The U.S. is among the top countries where it’s easy to incorporate a company without providing the owners’ names, according to the World Bank. In one study, the World Bank found that, of 213 corruption cases that happened globally between 1980 and 2010, 70 percent of them relied on shell corporations for sheltering or transferring money.
“In 10 minutes of online shopping, you can create yourself an online company. Not only is it really, really easy and cheap, it’s totally anonymous. And you can keep adding layers, companies owned by companies,” Gooch said.
Gooch and other activists want companies to be required to publicly disclose and regularly update the beneficial owners of companies, since they are the people who ultimately control the assets.
“Charmian is truly fearless, tackling the world’s most evil forces with her intelligence and her wits,” said Jeff Skoll, the first president of eBay, introducing the TED award, which coincides with one worth a million dollars from his Skoll Foundation.
This isn’t a new issue. In the U.S., a handful of lawmakers have been trying for years to change corporate reporting rules that would require more timely disclosure of beneficial owners.
In the U.S., the legislation has been focused more on giving law enforcement more tools to prevent money laundering by terrorism suspects.
Sen. Carl Levin of Michigan, Sen.
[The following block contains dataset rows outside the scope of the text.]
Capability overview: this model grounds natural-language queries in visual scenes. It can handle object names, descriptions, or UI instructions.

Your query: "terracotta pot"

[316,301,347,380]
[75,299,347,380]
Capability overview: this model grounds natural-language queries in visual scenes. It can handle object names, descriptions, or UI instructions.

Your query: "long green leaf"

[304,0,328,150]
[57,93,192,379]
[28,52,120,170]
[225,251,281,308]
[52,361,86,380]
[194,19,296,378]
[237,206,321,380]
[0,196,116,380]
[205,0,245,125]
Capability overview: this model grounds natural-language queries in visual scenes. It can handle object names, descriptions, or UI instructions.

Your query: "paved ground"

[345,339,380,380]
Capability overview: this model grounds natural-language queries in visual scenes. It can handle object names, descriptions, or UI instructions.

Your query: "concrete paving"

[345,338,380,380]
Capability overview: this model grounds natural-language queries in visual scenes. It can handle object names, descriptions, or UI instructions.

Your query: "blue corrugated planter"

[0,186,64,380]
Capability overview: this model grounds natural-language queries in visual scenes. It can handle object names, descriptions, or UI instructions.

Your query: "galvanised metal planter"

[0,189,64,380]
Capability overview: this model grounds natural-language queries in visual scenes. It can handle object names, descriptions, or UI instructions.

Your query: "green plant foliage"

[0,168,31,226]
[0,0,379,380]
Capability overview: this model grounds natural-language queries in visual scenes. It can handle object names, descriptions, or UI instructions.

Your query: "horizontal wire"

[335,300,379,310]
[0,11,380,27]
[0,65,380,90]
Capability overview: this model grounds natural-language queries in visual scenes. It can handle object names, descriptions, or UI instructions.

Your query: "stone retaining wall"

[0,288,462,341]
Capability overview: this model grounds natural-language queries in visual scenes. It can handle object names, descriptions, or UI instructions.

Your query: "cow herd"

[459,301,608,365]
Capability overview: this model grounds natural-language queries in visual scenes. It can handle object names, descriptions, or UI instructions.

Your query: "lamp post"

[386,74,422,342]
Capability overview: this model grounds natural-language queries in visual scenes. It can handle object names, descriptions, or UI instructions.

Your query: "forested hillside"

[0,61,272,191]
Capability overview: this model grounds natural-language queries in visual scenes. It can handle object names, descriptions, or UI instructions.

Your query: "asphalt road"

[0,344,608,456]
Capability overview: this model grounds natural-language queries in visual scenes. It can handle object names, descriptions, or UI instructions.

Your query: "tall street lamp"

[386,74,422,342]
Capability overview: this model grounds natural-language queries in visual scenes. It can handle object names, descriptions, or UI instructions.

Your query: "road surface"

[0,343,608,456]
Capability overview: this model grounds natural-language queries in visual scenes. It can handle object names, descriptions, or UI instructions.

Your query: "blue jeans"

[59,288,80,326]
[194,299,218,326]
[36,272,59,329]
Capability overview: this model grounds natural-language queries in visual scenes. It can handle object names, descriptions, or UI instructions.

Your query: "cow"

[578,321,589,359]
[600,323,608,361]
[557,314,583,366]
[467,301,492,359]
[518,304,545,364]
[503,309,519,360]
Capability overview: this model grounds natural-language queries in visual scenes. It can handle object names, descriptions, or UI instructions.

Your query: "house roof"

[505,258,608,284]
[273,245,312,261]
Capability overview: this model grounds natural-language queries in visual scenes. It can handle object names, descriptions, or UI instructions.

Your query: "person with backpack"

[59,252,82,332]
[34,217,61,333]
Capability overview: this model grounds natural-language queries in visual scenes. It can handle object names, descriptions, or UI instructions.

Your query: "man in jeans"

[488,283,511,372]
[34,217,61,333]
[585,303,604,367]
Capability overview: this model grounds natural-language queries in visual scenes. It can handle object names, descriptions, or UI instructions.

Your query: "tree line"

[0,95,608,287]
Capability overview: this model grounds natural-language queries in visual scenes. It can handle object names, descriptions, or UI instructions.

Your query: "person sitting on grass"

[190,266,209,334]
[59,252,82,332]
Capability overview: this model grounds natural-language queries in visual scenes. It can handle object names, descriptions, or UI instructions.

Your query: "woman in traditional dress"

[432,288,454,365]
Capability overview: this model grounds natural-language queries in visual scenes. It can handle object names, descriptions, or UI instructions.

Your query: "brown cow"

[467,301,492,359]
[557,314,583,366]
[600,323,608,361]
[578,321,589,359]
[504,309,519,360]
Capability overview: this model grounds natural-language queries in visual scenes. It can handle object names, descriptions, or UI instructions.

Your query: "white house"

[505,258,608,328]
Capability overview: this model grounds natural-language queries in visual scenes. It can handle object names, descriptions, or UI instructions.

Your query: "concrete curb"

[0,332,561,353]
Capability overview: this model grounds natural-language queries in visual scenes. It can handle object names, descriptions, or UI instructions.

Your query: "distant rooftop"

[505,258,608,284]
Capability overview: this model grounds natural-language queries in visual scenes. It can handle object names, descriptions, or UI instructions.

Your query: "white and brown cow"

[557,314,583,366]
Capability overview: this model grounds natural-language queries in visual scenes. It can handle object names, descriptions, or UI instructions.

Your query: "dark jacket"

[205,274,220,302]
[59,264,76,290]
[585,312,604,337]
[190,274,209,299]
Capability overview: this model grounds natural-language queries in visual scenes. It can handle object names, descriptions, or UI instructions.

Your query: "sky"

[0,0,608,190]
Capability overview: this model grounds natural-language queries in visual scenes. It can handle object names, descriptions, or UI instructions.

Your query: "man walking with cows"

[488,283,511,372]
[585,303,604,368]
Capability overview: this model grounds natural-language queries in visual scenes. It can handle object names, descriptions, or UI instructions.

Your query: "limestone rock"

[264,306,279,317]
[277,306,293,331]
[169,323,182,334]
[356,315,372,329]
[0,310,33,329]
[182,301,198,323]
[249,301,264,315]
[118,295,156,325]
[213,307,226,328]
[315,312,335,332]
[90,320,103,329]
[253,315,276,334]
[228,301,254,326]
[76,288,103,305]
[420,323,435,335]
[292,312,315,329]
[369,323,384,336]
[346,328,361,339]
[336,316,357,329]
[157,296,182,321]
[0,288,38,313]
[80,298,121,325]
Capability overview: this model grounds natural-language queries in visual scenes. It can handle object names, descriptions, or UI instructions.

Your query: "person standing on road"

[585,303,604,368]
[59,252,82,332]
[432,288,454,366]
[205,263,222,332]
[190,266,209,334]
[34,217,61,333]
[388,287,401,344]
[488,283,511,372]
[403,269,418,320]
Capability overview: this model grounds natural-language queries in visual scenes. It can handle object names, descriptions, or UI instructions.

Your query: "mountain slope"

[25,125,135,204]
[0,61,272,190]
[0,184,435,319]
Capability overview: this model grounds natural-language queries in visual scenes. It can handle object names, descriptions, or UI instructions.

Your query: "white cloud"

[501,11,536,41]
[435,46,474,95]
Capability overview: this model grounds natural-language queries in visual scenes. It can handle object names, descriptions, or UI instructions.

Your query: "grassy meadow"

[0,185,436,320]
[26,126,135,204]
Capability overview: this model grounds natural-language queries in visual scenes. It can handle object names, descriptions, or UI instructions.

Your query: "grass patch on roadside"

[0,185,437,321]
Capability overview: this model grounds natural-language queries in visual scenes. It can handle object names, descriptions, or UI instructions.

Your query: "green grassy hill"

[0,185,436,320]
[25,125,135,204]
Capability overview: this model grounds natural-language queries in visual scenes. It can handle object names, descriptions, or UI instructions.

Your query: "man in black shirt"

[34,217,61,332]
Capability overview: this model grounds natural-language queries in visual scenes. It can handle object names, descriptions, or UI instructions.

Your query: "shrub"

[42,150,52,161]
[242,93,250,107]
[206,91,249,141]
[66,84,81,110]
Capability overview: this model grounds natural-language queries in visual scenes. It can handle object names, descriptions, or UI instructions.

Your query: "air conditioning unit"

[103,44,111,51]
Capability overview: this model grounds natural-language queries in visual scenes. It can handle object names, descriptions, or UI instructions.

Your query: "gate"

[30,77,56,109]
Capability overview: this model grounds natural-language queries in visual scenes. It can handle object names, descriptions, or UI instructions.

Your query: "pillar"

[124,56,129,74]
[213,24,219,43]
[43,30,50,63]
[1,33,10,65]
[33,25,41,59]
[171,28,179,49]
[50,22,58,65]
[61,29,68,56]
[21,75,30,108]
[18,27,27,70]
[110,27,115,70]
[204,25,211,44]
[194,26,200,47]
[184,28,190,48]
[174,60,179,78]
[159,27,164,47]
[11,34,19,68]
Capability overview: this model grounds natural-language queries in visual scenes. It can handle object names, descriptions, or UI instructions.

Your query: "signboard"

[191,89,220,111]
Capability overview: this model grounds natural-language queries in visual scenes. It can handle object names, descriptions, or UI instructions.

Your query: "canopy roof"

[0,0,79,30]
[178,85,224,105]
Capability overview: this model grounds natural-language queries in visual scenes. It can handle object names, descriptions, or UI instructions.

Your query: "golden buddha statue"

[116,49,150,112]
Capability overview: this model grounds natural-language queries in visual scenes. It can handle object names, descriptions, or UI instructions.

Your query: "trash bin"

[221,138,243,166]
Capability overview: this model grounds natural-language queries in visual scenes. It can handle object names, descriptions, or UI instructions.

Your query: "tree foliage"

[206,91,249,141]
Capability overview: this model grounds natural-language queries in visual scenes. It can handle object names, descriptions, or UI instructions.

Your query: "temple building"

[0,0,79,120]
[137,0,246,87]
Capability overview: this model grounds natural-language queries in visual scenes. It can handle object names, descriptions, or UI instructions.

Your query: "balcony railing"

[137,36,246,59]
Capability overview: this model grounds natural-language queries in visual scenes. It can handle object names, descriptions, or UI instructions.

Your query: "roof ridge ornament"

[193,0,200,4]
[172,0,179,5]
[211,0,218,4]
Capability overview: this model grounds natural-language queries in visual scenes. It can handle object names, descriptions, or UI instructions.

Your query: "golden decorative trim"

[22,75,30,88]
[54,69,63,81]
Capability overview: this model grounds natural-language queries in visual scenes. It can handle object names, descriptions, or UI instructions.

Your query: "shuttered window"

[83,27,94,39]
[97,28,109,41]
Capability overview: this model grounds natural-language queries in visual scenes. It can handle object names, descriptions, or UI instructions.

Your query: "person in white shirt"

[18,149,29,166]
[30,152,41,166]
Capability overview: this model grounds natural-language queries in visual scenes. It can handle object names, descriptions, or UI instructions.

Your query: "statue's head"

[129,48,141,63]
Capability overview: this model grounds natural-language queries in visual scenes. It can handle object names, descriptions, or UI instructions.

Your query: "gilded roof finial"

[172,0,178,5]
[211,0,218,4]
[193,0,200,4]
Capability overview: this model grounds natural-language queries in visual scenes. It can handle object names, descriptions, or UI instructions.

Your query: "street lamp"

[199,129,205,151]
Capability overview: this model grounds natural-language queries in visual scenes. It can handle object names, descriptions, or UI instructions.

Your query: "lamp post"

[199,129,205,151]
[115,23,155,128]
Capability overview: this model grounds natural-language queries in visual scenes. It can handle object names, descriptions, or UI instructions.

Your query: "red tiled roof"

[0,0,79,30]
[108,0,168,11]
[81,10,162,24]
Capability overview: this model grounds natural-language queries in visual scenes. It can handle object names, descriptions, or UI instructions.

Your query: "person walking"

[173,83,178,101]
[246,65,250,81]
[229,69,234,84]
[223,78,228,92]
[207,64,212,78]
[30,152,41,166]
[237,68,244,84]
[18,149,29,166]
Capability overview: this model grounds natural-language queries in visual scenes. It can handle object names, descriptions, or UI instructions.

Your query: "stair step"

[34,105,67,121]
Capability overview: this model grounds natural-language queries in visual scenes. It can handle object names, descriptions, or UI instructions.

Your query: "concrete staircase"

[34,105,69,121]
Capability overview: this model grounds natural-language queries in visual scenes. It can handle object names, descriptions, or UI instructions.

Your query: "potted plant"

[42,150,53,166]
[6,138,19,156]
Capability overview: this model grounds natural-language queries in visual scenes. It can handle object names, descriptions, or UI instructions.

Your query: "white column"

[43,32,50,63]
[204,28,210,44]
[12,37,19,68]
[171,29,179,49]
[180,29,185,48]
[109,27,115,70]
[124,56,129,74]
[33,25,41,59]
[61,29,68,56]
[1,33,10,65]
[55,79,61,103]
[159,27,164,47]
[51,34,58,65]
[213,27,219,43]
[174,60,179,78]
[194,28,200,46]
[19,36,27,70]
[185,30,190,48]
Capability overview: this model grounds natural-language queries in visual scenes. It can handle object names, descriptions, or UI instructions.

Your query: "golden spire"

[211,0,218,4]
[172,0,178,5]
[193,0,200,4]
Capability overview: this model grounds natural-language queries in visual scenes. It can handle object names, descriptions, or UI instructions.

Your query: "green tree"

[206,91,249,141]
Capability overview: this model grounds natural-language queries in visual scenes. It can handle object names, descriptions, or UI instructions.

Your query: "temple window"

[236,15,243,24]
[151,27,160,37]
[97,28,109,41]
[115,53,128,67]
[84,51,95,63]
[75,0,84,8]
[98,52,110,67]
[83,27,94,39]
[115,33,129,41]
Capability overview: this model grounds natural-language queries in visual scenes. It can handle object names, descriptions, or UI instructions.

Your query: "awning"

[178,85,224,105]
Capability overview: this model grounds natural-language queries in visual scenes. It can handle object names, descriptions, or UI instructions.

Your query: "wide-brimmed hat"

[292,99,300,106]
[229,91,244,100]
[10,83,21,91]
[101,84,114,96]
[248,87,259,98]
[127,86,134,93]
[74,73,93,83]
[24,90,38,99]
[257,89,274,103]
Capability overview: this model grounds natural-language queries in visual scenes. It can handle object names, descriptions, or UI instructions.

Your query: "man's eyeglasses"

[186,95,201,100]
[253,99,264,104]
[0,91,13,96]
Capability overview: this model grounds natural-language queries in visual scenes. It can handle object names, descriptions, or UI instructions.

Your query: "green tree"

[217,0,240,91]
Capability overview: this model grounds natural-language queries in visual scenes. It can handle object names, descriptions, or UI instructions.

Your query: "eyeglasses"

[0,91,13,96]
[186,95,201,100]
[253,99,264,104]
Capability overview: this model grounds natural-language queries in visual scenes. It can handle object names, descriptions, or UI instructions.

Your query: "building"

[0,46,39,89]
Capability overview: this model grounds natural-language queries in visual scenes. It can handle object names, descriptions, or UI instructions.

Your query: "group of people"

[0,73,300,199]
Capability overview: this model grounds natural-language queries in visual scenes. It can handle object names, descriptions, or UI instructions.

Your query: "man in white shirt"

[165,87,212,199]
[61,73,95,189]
Dianne Feinstein of California, and a handful of other senators have proposed legislation four times to address the issue, but it has languished amid resistance from business lobbyists. Similar legislation proposed in the House last year by Rep. Carolyn Maloney (D., N.Y.) received just four co-sponsors and was referred to the House Committee on Financial Services to die.
The U.S. Chamber of Commerce and other industry groups have fought the legislation in the past, because legitimate companies also like to use shell companies for various reasons.
Some state governments have also previously opposed legislation, as Reuters noted a while ago, because local officials reap millions of dollars in incorporation fees.
As part of the TED wish, Gooch asked tech attendees to create a prototype of a public registry for collecting and publishing information about who owns a company. That could be used by countries that act to abolish anonymous company registries as a template for a new reporting system.